Yahoo releases largest ever machine learning dataset to research
Thu 14 Jan 2016
Yahoo Labs today announced that it will make available to researchers a dataset that’s record-breaking in terms of data density. The Yahoo News Feed dataset contains 110 billion events drawn from samples of anonymised transactions on the portal’s news feed, and weighs in at a whopping 1.5 terabytes zipped.
The data release, part of the company’s Webscope initiative and announced on Yahoo’s Tumblr blog, is intended for researchers to use in validating recommender systems, high-scale learning algorithms, user-behaviour modelling, collaborative filtering techniques and unsupervised learning methods.
Research on data mining will be enabled by the provision of local timestamps and limited information on the device used whilst accessing the news feeds – and these facets will also be useful in research on contextual recommender systems, currently one of the hottest fields in commercial research into AI.
The dataset features interactions between various Yahoo News feeds including the home page, news, sports, finance, movies and real estate segments of the company’s news output.
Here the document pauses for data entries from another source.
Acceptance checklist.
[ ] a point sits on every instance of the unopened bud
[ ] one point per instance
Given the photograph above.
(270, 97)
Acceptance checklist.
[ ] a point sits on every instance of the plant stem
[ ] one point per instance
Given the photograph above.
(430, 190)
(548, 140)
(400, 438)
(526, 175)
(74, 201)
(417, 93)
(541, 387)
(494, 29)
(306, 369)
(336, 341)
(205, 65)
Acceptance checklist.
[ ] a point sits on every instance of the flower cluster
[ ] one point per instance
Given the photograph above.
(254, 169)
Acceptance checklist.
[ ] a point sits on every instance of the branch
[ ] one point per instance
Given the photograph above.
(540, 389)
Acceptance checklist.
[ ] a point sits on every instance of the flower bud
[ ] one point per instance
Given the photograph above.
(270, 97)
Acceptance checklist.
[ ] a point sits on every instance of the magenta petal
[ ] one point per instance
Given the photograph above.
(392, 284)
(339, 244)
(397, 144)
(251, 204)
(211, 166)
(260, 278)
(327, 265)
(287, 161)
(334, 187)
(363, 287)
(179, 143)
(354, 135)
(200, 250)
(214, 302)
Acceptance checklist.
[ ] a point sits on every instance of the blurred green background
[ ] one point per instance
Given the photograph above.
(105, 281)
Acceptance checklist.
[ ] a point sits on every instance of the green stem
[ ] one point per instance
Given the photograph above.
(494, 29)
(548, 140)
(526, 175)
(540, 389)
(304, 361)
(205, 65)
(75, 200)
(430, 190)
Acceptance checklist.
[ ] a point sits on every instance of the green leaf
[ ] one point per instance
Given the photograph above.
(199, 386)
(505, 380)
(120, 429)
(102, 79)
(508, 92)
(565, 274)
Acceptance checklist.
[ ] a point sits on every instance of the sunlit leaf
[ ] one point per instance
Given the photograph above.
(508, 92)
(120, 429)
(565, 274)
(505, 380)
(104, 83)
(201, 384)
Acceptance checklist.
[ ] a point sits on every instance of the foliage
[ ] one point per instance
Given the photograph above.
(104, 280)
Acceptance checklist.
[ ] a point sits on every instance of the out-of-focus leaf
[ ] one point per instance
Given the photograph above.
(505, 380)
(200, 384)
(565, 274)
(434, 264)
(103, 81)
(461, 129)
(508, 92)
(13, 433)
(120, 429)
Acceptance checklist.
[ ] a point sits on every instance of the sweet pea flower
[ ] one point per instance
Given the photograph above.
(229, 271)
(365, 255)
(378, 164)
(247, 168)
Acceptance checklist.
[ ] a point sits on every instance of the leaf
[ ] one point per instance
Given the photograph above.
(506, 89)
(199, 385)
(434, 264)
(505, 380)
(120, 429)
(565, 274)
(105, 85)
Though the dataset is anonymised, Yahoo is additionally providing demographic information related to the interactions, including age, segment, sector and originating city for a subset of the sampled users, making the News dataset of wide appeal also to social researchers.
Large scale machine learning datasets do not come into view every day, and when researchers are limited to ‘old favourites’, the research field tends to become calibrated to the available input data and hindered from generating provable objective results.
As a frequent peruser of computing research papers, it will be interesting to see the News dataset turn up in new research initiatives. Since Yahoo own image-based blogging network Tumblr, it would also be interesting to see the company negotiate a new image database for contribution to AI research around image recognition, facial recognition and deblocking, since in these sectors complaints about the limited datasets currently available are frequent.